Super-Spin Chains for 6D SCFTs

TL;DR

This paper extends the integrable spin chain description of operator mixing in 6D SCFTs to the full superconformal algebra, providing Bethe ansatz equations and identifying closed subsectors, with implications for related theories.

Contribution

It generalizes the spin chain framework from a protected subsector to the entire superconformal algebra in 6D SCFTs, including Bethe ansatz solutions.

Findings

Derived Bethe ansatz equations for the super-spin chain.

Identified subsectors closed under operator mixing.

Extended analysis to 6D little string theories and 4D SCFTs.

Abstract

Nearly all 6D superconformal field theories (SCFTs) have a partial tensor branch description in terms of a generalized quiver gauge theory consisting of a long one-dimensional spine of quiver nodes with links given by conformal matter; a strongly coupled generalization of a bifundamental hypermultiplet. For theories obtained from M5-branes probing an ADE singularity, this was recently leveraged to extract a protected large R-charge subsector of operators, with operator mixing controlled at leading order in an inverse large R-charge expansion by an integrable spin $s$ Heisenberg spin chain, where $s$ is determined by the $\mathfrak{su}(2)_{R}$ R-symmetry representation of the conformal matter operator.

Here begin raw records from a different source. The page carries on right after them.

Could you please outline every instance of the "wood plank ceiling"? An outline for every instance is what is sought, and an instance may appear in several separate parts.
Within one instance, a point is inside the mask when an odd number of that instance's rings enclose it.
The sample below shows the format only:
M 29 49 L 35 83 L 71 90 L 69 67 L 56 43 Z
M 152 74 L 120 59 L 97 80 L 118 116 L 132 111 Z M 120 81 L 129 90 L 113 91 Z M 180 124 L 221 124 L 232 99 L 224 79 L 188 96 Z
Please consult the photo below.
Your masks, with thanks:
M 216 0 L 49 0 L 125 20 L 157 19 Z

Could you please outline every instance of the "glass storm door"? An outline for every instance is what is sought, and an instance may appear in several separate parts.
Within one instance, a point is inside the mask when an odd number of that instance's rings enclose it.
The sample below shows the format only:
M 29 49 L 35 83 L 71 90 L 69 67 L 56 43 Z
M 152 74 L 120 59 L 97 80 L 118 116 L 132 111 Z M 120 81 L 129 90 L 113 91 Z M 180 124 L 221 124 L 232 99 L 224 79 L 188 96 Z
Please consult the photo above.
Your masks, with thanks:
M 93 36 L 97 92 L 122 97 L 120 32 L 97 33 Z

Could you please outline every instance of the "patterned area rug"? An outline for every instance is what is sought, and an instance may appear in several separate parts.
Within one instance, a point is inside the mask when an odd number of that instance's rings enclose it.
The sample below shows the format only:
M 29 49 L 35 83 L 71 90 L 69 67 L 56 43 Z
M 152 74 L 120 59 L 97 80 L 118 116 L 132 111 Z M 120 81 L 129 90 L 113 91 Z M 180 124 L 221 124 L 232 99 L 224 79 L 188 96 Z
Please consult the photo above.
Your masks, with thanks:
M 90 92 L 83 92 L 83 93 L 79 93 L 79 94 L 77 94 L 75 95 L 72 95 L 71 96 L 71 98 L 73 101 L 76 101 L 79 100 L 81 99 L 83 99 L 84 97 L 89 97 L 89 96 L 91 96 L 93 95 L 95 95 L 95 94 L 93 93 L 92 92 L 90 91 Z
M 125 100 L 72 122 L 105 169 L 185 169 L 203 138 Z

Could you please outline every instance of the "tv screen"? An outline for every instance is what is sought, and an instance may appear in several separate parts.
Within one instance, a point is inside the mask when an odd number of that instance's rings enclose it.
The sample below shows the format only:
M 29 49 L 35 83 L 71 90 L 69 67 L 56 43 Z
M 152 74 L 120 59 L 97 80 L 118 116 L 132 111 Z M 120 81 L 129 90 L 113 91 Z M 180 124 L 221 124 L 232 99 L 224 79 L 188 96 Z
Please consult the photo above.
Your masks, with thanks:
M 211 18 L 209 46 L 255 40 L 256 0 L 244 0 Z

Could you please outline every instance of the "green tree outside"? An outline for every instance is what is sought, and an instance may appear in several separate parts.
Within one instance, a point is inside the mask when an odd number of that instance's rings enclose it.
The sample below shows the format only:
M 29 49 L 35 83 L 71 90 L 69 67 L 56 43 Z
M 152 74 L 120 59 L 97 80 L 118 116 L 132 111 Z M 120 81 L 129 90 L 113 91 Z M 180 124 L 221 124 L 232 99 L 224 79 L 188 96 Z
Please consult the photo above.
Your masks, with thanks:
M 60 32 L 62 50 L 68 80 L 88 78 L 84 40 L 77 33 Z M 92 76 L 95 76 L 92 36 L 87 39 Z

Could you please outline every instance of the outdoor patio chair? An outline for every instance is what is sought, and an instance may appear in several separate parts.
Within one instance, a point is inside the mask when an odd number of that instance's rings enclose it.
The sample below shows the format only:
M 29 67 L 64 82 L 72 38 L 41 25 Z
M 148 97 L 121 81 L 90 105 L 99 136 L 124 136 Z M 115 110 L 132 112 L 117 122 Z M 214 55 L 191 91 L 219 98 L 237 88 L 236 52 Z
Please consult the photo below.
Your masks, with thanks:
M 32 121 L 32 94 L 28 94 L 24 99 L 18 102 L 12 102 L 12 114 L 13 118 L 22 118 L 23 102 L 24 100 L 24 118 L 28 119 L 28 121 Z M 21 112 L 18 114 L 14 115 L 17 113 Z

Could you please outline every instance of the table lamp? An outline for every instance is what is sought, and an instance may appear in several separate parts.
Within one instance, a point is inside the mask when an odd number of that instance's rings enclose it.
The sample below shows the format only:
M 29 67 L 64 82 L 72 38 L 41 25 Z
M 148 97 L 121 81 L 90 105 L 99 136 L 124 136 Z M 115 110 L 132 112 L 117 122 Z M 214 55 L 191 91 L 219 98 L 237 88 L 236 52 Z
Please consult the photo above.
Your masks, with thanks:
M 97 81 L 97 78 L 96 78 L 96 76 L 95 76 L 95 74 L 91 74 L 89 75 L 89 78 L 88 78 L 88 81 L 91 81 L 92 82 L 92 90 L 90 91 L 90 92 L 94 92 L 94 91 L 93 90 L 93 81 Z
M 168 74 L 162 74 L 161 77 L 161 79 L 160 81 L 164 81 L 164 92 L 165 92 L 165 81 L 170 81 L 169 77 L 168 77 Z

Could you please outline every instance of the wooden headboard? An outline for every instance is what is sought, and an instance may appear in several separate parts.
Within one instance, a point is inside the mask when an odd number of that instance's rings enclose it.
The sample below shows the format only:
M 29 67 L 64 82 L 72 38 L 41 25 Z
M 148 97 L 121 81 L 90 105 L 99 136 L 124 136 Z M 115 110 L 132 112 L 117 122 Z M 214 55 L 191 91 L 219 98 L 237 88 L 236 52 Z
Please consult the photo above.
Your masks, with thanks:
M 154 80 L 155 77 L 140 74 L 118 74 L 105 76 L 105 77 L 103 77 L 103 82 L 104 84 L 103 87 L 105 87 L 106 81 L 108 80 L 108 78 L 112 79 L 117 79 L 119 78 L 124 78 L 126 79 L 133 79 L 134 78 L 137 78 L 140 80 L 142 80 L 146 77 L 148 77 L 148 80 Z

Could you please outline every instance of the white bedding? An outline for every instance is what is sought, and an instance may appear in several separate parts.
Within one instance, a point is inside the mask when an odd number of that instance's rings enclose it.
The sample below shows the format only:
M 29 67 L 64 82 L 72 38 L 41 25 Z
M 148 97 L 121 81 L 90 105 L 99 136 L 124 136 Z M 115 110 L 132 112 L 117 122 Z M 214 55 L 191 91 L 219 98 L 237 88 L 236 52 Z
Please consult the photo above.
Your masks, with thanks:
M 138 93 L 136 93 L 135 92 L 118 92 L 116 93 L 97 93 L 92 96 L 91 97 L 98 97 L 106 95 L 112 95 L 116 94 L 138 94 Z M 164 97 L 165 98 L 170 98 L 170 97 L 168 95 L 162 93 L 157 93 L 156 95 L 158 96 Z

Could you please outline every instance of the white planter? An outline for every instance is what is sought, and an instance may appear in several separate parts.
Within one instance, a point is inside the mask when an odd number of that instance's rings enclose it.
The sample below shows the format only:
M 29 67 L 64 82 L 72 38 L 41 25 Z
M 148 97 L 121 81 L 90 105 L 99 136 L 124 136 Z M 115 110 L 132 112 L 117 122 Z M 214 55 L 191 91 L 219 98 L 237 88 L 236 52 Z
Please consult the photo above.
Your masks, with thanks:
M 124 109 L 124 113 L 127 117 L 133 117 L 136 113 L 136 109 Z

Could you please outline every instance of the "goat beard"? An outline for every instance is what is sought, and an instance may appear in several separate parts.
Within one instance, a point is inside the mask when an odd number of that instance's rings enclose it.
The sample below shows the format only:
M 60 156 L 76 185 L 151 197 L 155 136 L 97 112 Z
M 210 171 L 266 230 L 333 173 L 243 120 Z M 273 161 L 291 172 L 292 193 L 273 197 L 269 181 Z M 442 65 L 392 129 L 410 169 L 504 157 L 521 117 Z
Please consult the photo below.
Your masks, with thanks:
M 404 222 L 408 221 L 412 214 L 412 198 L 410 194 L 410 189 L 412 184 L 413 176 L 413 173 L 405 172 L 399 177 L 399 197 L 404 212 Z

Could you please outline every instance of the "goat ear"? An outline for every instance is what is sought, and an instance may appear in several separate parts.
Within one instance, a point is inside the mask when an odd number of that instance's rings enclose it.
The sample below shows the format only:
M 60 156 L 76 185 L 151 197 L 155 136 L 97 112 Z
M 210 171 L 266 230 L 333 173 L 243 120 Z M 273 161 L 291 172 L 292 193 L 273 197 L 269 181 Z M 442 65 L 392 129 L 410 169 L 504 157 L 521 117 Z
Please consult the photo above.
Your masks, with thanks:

In this work, we show that this same structure extends to the full superconformal algebra $\mathfrak{osp}(6,2|1)$. In particular, we determine the corresponding Bethe ansatz equations which govern this super-spin chain, as well as distinguished subsectors which close under operator mixing. Similar considerations extend to 6D little string theories (LSTs) and 4D $\mathcal{N} = 2$ SCFTs with the same generalized quiver structures.